Other than the vote on the hepatitis B vaccine, no other votes are scheduled for Friday.

In the past, the committee has often invited outside speakers with differing opinions. But speakers scheduled Friday have promoted skepticism about routine childhood shots.

Some health experts and representatives of medical organizations said the topics will sow confusion while offering a government-sponsored forum to theories long rejected by mainstream science. They warn that revisiting the schedule could undermine hard-won trust in vaccines as the United States experiences regional outbreaks of preventable diseases such as measles and whooping cough.

“Allowing these people to speak is an egregious attack on public health,” said Elizabeth Jacobs, a professor emeritus of epidemiology at the University of Arizona and founding member of Defend Public Health, an advocacy organization.

The discussion Friday is expected to question whether the U.S. schedule has grown too large and revive claims that the nation’s safety testing and surveillance systems are insufficient. Federal agencies before the Trump administration, as well as independent researchers, have repeatedly rebutted those claims.

The lead presentation is slated to be delivered by Aaron Siri, a Kennedy ally and lawyer for the anti-vaccine movement. Siri is set to discuss the evolution of the childhood immunization schedule, probably including the number of shots children receive, and how the U.S. schedule compares with those in other developed countries, according to a meeting agenda.

Kennedy-aligned activists argue that the cumulative number of shots places an undue burden on child immune systems. Scientists counter that the schedule is designed to protect infants and young children at moments when they are most vulnerable, and that the immune system can safely handle far more antigens than vaccines contain.

Siri petitioned the government in 2022 on behalf of the anti-vaccine group Informed Consent Action Network, which is run by Kennedy’s former communications director, to reconsider its approval of Sanofi’s stand-alone polio vaccine. Siri argued that the government had relied on inadequate data, a claim regulators rejected.

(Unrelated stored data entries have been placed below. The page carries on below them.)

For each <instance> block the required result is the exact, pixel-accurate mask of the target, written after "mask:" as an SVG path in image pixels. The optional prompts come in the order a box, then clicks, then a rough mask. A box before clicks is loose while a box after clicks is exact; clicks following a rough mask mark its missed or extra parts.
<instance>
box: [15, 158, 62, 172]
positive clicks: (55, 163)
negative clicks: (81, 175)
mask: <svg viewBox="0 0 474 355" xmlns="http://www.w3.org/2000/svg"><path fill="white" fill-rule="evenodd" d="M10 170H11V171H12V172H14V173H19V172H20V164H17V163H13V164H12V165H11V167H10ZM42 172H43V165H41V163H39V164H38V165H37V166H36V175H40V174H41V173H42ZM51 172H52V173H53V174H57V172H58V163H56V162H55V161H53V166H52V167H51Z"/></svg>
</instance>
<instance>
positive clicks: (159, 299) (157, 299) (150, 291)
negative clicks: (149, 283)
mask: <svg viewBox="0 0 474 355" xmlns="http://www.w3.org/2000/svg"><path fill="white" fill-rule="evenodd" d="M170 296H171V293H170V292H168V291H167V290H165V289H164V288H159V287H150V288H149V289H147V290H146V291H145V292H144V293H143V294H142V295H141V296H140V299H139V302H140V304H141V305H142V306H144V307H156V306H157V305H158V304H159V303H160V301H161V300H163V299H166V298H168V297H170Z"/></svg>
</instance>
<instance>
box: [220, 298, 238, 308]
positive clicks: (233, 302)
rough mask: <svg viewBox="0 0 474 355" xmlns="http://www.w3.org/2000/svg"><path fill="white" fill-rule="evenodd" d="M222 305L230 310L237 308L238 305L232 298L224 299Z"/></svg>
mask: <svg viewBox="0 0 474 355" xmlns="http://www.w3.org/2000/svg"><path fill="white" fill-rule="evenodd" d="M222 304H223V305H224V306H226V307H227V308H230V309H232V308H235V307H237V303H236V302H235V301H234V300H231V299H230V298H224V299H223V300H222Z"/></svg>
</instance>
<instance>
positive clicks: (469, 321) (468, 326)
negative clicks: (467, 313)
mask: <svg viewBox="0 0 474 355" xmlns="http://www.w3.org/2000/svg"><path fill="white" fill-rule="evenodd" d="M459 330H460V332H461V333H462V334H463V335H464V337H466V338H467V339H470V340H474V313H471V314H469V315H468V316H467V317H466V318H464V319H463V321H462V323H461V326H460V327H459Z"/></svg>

His scheduled appearance rankled Sen. Bill Cassidy (R-Louisiana), a pediatrician and chair of the Senate’s Health Committee, who voted to confirm Kennedy despite concerns about his vaccine stance. In an X post Thursday, Cassidy said that Siri “makes his living suing vaccine manufacturers. He is presenting as if an expert on childhood vaccines. The ACIP is totally discredited.”

Siri replied that federal law limits lawsuits against vaccine makers. “If vaccines are so safe, why do they need this protection?” he wrote on X.

Another scheduled speaker is Tracy Beth Hoeg, a critic of broad childhood coronavirus vaccination and a close aide to Food and Drug Administration Commissioner Marty Makary. She is scheduled to brief the committee on the difference between the U.S. and Danish vaccine schedules. Critics of U.S. vaccine policy often note that European countries recommend fewer shots for children, but public health experts counter that those countries are smaller and have better health care systems to test for and treat disease.